Per edition, at master/<year>/<event_id>/weather-data.json, following weather-schema.json. Include 3-hourly entries (03, 06, 09, 12, 15, 18, 21, 24). Use JMA's past weather records from the nearest AMeDAS station.

Validate:

bunx ajv-cli validate -s weather-schema.json -d master/<year>/<event_id>/weather-data.json

Add results

Drop TSV files under:

master/<year>/<event_id>/<category>.tsv

Keep the original column headers — the repository normalizes them through the columns / meta_columns mapping in race-info.json, so you do not need to rename anything by hand.

TSV conventions:

  • Separate family name and given name with a half-width space (山田 太郎, not 山田 太郎).
  • Use DNF / DNS / DSQ / TOV / OPEN / SKIP for non-finisher rows.

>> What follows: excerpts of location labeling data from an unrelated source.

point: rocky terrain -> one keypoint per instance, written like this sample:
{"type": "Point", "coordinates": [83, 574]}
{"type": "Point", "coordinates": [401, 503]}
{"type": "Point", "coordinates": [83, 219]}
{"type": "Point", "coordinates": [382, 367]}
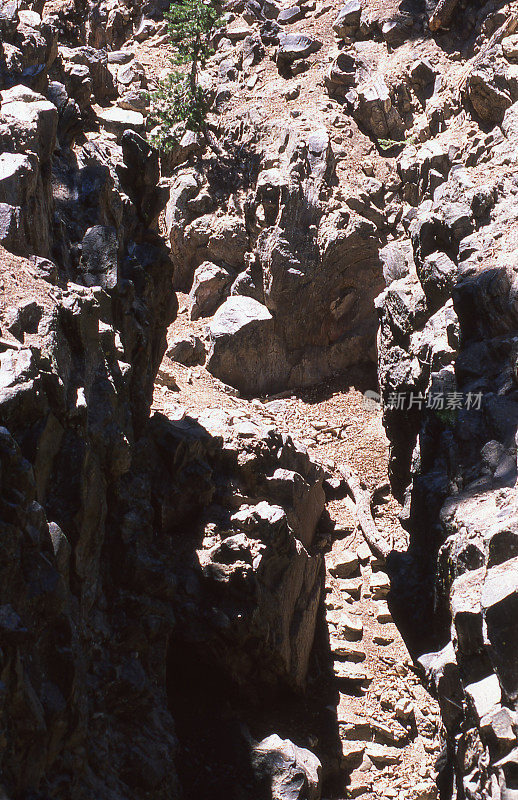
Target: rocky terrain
{"type": "Point", "coordinates": [258, 405]}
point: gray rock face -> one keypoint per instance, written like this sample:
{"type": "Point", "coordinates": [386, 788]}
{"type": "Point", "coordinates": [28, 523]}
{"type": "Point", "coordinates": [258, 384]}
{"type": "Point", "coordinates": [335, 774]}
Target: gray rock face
{"type": "Point", "coordinates": [188, 351]}
{"type": "Point", "coordinates": [244, 350]}
{"type": "Point", "coordinates": [290, 256]}
{"type": "Point", "coordinates": [210, 285]}
{"type": "Point", "coordinates": [294, 46]}
{"type": "Point", "coordinates": [373, 109]}
{"type": "Point", "coordinates": [294, 772]}
{"type": "Point", "coordinates": [348, 20]}
{"type": "Point", "coordinates": [448, 336]}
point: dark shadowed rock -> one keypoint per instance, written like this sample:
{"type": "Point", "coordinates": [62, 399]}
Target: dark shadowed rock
{"type": "Point", "coordinates": [293, 772]}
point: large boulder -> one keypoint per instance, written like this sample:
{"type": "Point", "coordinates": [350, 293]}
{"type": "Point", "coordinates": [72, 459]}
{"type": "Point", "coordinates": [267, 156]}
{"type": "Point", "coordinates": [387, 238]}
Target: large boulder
{"type": "Point", "coordinates": [373, 109]}
{"type": "Point", "coordinates": [293, 773]}
{"type": "Point", "coordinates": [211, 284]}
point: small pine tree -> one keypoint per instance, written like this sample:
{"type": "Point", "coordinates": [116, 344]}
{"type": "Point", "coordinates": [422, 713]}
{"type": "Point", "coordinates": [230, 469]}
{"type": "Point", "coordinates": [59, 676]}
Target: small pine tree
{"type": "Point", "coordinates": [179, 97]}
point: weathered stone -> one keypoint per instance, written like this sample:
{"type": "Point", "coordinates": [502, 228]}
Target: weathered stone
{"type": "Point", "coordinates": [348, 19]}
{"type": "Point", "coordinates": [210, 285]}
{"type": "Point", "coordinates": [344, 562]}
{"type": "Point", "coordinates": [187, 351]}
{"type": "Point", "coordinates": [292, 772]}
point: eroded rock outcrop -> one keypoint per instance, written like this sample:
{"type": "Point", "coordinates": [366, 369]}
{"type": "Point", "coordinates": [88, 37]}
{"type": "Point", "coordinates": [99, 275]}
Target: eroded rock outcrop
{"type": "Point", "coordinates": [447, 340]}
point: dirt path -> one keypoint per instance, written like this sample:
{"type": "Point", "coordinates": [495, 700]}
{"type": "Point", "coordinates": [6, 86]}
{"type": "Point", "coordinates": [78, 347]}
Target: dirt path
{"type": "Point", "coordinates": [389, 726]}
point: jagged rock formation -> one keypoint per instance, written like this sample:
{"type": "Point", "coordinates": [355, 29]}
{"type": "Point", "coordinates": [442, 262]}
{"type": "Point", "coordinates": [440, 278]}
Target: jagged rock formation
{"type": "Point", "coordinates": [140, 549]}
{"type": "Point", "coordinates": [448, 336]}
{"type": "Point", "coordinates": [279, 256]}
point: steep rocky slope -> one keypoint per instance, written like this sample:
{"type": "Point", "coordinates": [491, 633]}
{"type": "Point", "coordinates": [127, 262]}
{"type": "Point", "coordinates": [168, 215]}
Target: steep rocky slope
{"type": "Point", "coordinates": [189, 608]}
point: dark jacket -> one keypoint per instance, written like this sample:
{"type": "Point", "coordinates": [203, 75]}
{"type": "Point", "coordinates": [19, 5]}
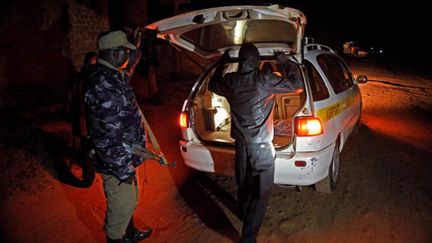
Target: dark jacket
{"type": "Point", "coordinates": [114, 117]}
{"type": "Point", "coordinates": [250, 93]}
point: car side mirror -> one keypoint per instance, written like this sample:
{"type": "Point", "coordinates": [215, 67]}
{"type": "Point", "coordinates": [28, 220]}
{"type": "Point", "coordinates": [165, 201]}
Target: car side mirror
{"type": "Point", "coordinates": [361, 79]}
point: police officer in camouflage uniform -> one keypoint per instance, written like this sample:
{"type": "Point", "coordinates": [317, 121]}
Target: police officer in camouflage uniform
{"type": "Point", "coordinates": [114, 119]}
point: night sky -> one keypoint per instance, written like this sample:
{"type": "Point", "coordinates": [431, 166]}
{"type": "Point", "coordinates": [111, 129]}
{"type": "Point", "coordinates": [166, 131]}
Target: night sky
{"type": "Point", "coordinates": [400, 28]}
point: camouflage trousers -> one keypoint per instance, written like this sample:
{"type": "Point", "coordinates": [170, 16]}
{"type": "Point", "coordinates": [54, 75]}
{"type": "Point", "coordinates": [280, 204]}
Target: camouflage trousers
{"type": "Point", "coordinates": [122, 200]}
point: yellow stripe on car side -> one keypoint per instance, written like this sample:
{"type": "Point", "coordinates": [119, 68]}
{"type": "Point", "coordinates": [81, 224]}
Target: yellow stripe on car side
{"type": "Point", "coordinates": [331, 111]}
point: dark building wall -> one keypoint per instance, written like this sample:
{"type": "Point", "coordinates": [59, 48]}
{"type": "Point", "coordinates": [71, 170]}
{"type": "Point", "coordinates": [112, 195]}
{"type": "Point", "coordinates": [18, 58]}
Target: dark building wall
{"type": "Point", "coordinates": [42, 43]}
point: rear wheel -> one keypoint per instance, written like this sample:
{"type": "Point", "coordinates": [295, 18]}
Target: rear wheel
{"type": "Point", "coordinates": [328, 184]}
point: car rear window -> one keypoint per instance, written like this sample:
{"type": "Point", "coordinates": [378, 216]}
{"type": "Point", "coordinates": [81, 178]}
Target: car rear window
{"type": "Point", "coordinates": [337, 73]}
{"type": "Point", "coordinates": [319, 90]}
{"type": "Point", "coordinates": [213, 37]}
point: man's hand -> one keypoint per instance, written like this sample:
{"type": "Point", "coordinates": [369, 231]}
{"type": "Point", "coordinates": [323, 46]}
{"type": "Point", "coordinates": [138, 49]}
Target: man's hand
{"type": "Point", "coordinates": [130, 180]}
{"type": "Point", "coordinates": [225, 57]}
{"type": "Point", "coordinates": [280, 56]}
{"type": "Point", "coordinates": [137, 36]}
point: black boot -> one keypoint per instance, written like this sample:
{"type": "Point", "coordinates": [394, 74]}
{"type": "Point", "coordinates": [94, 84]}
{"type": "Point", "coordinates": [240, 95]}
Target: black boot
{"type": "Point", "coordinates": [124, 239]}
{"type": "Point", "coordinates": [135, 234]}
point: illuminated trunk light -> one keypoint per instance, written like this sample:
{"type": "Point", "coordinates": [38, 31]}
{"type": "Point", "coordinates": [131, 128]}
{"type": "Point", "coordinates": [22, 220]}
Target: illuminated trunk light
{"type": "Point", "coordinates": [308, 126]}
{"type": "Point", "coordinates": [300, 163]}
{"type": "Point", "coordinates": [183, 120]}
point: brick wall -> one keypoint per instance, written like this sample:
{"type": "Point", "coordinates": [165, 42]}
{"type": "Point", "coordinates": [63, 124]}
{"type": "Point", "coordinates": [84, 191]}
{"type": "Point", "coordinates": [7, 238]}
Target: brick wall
{"type": "Point", "coordinates": [42, 43]}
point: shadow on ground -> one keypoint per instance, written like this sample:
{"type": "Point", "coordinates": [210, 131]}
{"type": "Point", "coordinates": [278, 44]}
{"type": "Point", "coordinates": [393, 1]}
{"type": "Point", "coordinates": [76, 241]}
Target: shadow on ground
{"type": "Point", "coordinates": [204, 197]}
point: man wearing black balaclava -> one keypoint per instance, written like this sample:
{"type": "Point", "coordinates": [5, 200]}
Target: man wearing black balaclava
{"type": "Point", "coordinates": [250, 94]}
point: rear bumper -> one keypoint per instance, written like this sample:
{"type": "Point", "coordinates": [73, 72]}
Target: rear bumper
{"type": "Point", "coordinates": [221, 160]}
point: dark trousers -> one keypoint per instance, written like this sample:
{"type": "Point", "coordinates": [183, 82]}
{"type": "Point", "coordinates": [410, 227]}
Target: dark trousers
{"type": "Point", "coordinates": [254, 171]}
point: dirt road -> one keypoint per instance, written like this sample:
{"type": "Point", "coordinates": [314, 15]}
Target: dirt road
{"type": "Point", "coordinates": [384, 193]}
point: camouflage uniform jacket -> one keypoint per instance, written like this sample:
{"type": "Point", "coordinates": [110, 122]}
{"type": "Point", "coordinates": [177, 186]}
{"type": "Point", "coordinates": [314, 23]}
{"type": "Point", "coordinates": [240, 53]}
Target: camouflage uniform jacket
{"type": "Point", "coordinates": [114, 117]}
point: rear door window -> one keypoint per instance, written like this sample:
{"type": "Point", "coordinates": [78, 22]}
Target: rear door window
{"type": "Point", "coordinates": [337, 73]}
{"type": "Point", "coordinates": [319, 90]}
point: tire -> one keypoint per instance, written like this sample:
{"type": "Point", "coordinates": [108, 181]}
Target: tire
{"type": "Point", "coordinates": [328, 184]}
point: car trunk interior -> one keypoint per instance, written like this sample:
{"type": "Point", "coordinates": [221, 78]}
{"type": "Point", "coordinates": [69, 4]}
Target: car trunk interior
{"type": "Point", "coordinates": [211, 112]}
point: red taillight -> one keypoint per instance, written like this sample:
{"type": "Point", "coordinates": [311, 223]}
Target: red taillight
{"type": "Point", "coordinates": [308, 126]}
{"type": "Point", "coordinates": [183, 120]}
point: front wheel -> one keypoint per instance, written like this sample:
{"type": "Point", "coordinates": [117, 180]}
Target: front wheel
{"type": "Point", "coordinates": [328, 184]}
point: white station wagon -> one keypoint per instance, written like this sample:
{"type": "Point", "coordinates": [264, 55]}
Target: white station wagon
{"type": "Point", "coordinates": [310, 128]}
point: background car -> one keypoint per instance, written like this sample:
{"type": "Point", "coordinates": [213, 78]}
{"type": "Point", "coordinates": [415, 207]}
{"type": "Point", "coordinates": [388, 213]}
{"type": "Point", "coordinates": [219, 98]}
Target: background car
{"type": "Point", "coordinates": [310, 127]}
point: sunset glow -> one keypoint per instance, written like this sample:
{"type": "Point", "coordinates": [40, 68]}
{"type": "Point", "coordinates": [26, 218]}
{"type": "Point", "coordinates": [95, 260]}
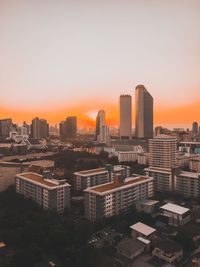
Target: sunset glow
{"type": "Point", "coordinates": [60, 58]}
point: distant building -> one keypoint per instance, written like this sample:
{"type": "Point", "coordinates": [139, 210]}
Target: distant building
{"type": "Point", "coordinates": [194, 164]}
{"type": "Point", "coordinates": [125, 126]}
{"type": "Point", "coordinates": [162, 150]}
{"type": "Point", "coordinates": [169, 251]}
{"type": "Point", "coordinates": [48, 193]}
{"type": "Point", "coordinates": [130, 248]}
{"type": "Point", "coordinates": [188, 184]}
{"type": "Point", "coordinates": [148, 206]}
{"type": "Point", "coordinates": [68, 128]}
{"type": "Point", "coordinates": [195, 128]}
{"type": "Point", "coordinates": [177, 215]}
{"type": "Point", "coordinates": [143, 113]}
{"type": "Point", "coordinates": [6, 126]}
{"type": "Point", "coordinates": [102, 130]}
{"type": "Point", "coordinates": [116, 197]}
{"type": "Point", "coordinates": [39, 128]}
{"type": "Point", "coordinates": [142, 230]}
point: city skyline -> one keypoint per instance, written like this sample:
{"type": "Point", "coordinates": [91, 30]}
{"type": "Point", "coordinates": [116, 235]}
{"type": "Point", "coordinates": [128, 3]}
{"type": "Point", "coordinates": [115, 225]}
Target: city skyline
{"type": "Point", "coordinates": [67, 58]}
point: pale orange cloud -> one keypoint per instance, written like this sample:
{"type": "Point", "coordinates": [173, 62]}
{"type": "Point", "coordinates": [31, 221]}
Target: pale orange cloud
{"type": "Point", "coordinates": [163, 115]}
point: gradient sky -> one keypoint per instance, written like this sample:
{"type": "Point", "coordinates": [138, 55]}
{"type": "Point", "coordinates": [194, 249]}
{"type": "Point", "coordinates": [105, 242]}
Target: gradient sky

Contributions are welcome via Issue or Pull Request.

Proper nouns

  • IRONMAN is a proper noun and is always written in all capitals (IRONMAN, IRONMAN 70.3, IRONMAN World Championship). Do not write it as Ironman.

Development setup

bun install

bun install sets up the Husky pre-commit hook automatically.

Lint and format

Biome handles lint + format for JSON and JS files.

bun run check    # lint + format, auto-fix
bun run format   # format only
bun run lint     # lint only

The pre-commit hook runs Biome on staged files; lint errors block the commit.

Tests

bun run test             # runs all checks below
bun run test:json        # JSON syntax validity
bun run test:schema      # race-info.json ↔ race-info-schema.json
bun run test:weather     # validate every weather-data.json
bun run test:normalizers # unit tests for normalizer modules
bun run test:tsv-lint    # TSV conventions (e.g. no full-width spaces)
bun run check:duplicates # detect duplicate race editions

The GitHub Actions workflows run the same checks:

  • json-check — JSON syntax validity.
  • validate-race-inforace-info.json against its schema.
  • validate-weather-data — every weather-data.json against weather-schema.json.
  • check-duplicates — flag pairs of editions whose (name, total_time) fingerprints overlap ≥80 % (allowlist genuinely distinct lookalikes in duplicate-allowlist.json).

Importing new race data

From the JTU results system

JTU result pages load dynamically, so Playwright is required. URL patterns:

  • Program list: https://www.jtu.or.jp/result_program/?event_id={ID}
  • Individual result: https://www.jtu.or.jp/result/?event_id={ID}&program_id={ID}_{N}

Rough year ranges for event_id:

Year Range
2022 124–169
2023 172–232
2024 239–310
2025 309–374

Scrape table.result_table from each program page and write TSV to master/<year>/<event_id>/. Filter out non-main-age-group categories (kids, junior, relay, para, elementary, middle-school, aquathlon, duathlon, beginner, challenge).

From PDFs

Non-JTU races (Kisarazu, Miyazaki Seagaia, etc.) often publish PDF results. Extract with pdfplumber:

import pdfplumber
with pdfplumber.open("result.pdf") as pdf:
    for page in pdf.pages:
        table = page.extract_table()

Changelog

See CHANGELOG.md for the full history.

License

All data and scripts in this repository are released under Creative Commons Attribution-NoDerivatives 4.0 International (CC BY-ND 4.0). Please credit the source when using it. Distribution of modified data or code is not permitted.